Dalke Scientific Software: More science. Less time. Products
[ previous | newer ]     /home/writings/diary/archive/2003/10/14/systematic_name

Systematic Name - History of Chemical Nomenclature

Note: I am not a chemist nor have I researched this throughly. Don't trust your term paper on what I've written. Please let me know of any mistakes I've made.

The molecular formula is great for the task of listing proportions. It isn't enough. Chemists build on the work of others. For that to work, a chemist needs to describe a compound and other chemists need to know that that description exists. The old solution was to come up with a new, unique name for a compound, based often on its origin. Everyone simply memorizes that list of names. But while chemists have exceptional memory for chemistry terms, it's impossible to memorize millions of names if there is no underlying meaning in the name or relationship between names.

Chemists of the 19th century came up with two ways to describe a compound which did work. The prefered way, still paramount, is through the chemical diagram. It appears to have been started by Archibald Scott Couper in 1858 (need to do more research). This is the familiar two-dimensional (also called topological) depiction of the molecule. It is very simple to understand after some training, and it builds on the ability of the human mind to interpret images. It's especially powerful when comparing multiple compounds which are part of a series and where the core structure is aligned.

(It really is built on the human ability to remember pictures, and less on the ability to interpret graph topologies. The easiest way to test that is to take a depiction a chemist usually uses and flip it upside down. It will likely take a little bit for that chemist to recognize it. That's why the standard nomenclature for steroids specifically shows the prefered orientation in depictions as

and states that "[p]rojections of steroid formulae should not be oriented as in formulae 2c, 2d or 2e unless circumstances make it obligatory, e.g.in dimers formed photochemically."
Is it immediately to you that all those structures are the same? If so, are you also a chemist?)

Depictions are a very good way for chemists to describe a compound but they suffer from several notable problems. First, they are big. Consider what a chemistry paper would look like if it had to use

Rinse with
instead of
Rinse with ethanol.
That's a tiny molecule. Imagine using one of the steroid images instead.

This problem could be, and is, remedied in part by depicting the graph once in a paper, assigning it a name, and refering to the graph through its name. For common compounds, like ethanol, there's no need to show the graph. There's still the problem of coming up with a good name.

Another problem is that it's hard to say a graph. Try giving a talk with circumlocutions like "okay, there's a six-element ring fused to another six element ring fused to another six element ring (two bonds from the first fuse) which is itself fused to a five element ring (four bonds from the second fuse)." Again, it needs a name.
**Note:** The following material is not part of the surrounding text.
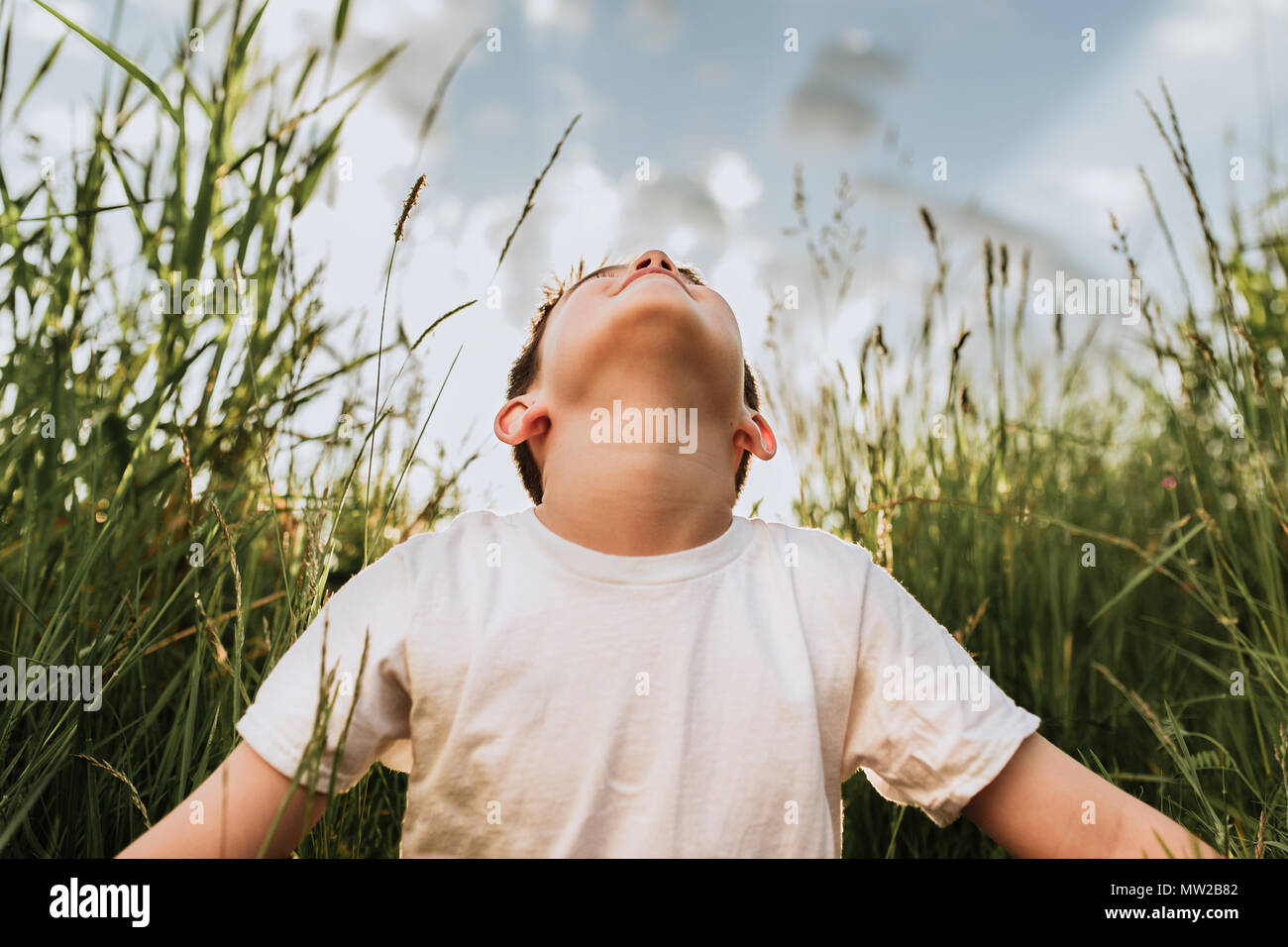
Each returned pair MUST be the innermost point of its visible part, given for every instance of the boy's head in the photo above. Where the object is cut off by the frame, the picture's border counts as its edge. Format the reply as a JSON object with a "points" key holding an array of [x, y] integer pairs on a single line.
{"points": [[647, 335]]}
The other big problem, especially in the pre-computer days, was the ability to search for a graph. How are graphs sorted into a list? If there's an index, is there a (large) depiction for the index as well as the record itself? A picture is said to be worth a thousand words, but surely there must be a shorter way to describe a picture as a shorter word, which can fit on a line of text; a line notation.

Chemists aren't stupid. They quickly noticed that carbon played an important role in all sorts of interesting compounds, which became the field of organic chemistry. (Inorganic chemistry has its own way of doing things in part because of the increased role of describing the crystal structure and the decreased complexity of the compounds. Carbons, unlike most every other element, easily forms long chains.)

Various sorts of nomenclature systems were used to turn the graph into a word. International codification occured with the Geneva Congress of 1892, which evolved into what is now called the IUPAC nomenclature. It general approach starts by finding the parent. In the simplest case it's a matter of identifing the longest chain of carbons, figuring out which end is the start end, then naming the bits and pieces which come off each side. This is recursive because those bits and pieces may have more bits and pieces.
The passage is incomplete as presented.